In 2004, a 20-year-old Rivera said he wanted to do something different with his life. He didn't want to get caught up in the negativity that often comes with being in the music industry at such a young age, so he decided to go into the Air Force straight out of high school and gain some stability and discipline. He signed a four-year active duty contract. After basic training, and technical school, Rivera was stationed at Seymour- Johnson Air Force Base, N.C., before joining the reserve. He finished his coommitment and focused solely on his music.
Rivera started singing about 10 years ago, and as a disc jockey in Boston, he got a sense of what the people wanted to hear.
"Being a D.J. put me in place to be open-minded to music," he said.
In uniform, he looks like an ordinary airman, but once he puts on his designer jeans, V-neck shirt and thick black sunglasses, the entertainer in him comes out. His passionate lyrics come through with a smooth beat in the background, and it feels like he is singing directly to you.
SrA. Rivera said it isn't easy to balance a military and musical career.
"It was very difficult when I was on active duty," said the urban Latin singer. "Once I completed my four years, I came back to Boston fromNorth Carolina and worked on my first record. The structure and discipline acquired from my military service enabled me to utilize those attributes towards my musical
These days, he strives for balance.
"As far as balancing both my music and military careers, I treat them the same," he said. "I consider my UTA weekends and annual tour as being booked for those dates when I am proudly under contract to perform my designated tasks as a vehicle maintainer."
SrA. Rivera used his time in active duty to his advantage. "Being in the military has actually enabled me to expand my network by introducing my music to the different places I go," he said. "It also provides me with the time and distance needed away from the busy lifestyle as an artist to create and compose wonderful songs."

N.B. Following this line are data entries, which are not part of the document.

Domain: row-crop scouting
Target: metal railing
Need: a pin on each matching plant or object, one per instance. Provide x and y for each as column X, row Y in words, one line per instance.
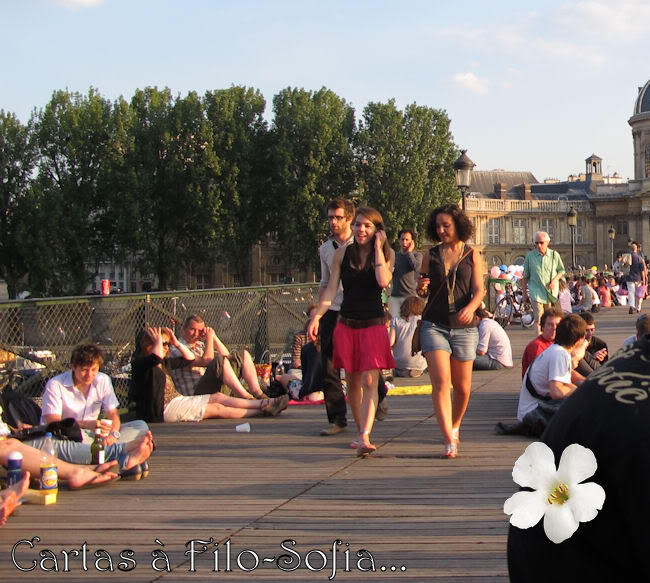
column 40, row 334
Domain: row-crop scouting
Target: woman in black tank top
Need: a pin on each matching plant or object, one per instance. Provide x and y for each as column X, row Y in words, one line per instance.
column 361, row 344
column 449, row 336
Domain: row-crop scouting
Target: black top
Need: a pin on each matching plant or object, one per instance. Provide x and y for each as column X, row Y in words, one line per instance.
column 148, row 384
column 437, row 309
column 609, row 414
column 361, row 292
column 636, row 268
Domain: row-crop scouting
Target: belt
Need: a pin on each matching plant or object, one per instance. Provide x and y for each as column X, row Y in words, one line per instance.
column 352, row 323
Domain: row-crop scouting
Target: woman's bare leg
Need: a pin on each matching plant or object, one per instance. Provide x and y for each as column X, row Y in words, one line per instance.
column 461, row 380
column 369, row 399
column 231, row 380
column 74, row 474
column 249, row 374
column 438, row 364
column 355, row 392
column 138, row 450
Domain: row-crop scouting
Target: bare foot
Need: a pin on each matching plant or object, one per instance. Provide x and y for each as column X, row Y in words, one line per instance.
column 138, row 451
column 10, row 498
column 85, row 477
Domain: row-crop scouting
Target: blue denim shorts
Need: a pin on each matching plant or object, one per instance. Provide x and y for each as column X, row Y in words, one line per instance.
column 461, row 343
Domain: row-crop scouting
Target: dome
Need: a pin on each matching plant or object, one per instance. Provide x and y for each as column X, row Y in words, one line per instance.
column 642, row 103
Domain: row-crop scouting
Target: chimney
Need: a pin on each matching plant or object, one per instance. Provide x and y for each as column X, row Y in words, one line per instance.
column 500, row 190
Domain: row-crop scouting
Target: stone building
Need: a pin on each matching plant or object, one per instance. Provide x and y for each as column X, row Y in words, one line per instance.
column 507, row 208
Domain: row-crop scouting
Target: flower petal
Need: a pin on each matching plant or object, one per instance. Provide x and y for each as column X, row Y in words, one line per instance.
column 526, row 508
column 535, row 468
column 585, row 500
column 576, row 464
column 559, row 522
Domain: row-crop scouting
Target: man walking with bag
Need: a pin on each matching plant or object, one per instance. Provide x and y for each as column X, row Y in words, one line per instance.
column 543, row 269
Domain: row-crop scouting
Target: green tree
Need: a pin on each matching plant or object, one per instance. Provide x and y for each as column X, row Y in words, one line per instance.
column 239, row 133
column 406, row 162
column 313, row 162
column 175, row 170
column 17, row 161
column 72, row 134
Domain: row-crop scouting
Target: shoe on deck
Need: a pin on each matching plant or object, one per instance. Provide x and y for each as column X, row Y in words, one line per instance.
column 332, row 429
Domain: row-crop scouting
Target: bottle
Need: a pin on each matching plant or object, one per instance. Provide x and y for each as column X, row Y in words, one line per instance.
column 97, row 450
column 49, row 473
column 14, row 468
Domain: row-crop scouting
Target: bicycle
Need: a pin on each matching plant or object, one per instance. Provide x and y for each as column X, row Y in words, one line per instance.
column 511, row 307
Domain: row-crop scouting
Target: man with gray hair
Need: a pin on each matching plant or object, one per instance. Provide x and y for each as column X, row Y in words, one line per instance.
column 543, row 269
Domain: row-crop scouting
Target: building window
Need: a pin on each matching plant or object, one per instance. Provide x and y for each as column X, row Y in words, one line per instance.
column 547, row 225
column 519, row 231
column 474, row 236
column 580, row 231
column 493, row 231
column 519, row 260
column 496, row 260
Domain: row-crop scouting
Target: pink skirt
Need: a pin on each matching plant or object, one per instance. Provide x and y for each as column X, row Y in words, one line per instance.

During technical school at Naval Base Ventura County, Calif., he made many contacts. He credits a lot of the contacts and networking he has done to the Air Force. Seven years later, he returned and did a show in Oxnard, Calif., in November.
With aspirations to become a well-known artist, some people might think that SrA. Rivera would focus solely on his musical endeavors. That's been far from the case.
"During my first year out of the military, I began to miss the structure and overall proud feeling of wearing the uniform. I returned, so that I could accomplish my personal (musical) goals."
Also a songwriter, he recently signed with Inthemix Record Label, and also signed a multi-song contract with Grammy award winner Richy Pena to write tracks for various artists.
SrA. Rivera's most recent single "Decir lo Siento" meaning "To Say I'm sorry," off his CD "Just Vinny" is being aired in the Springfield and Hartford radio market as well as in parts of Spain.
Rather than the money or fame, the real motivator in the music industry is the chance to help people. "Music is a way for me to be able to do more humanitarian work, and that's my ultimate goal," he said.
Since the start of his career, SrA. Rivera has performed in multiple charity events benefiting causes such as autism and also a program which supports the building of schools in places like the Dominican Republic.
He has helped raise $5,000 for charity in two concerts.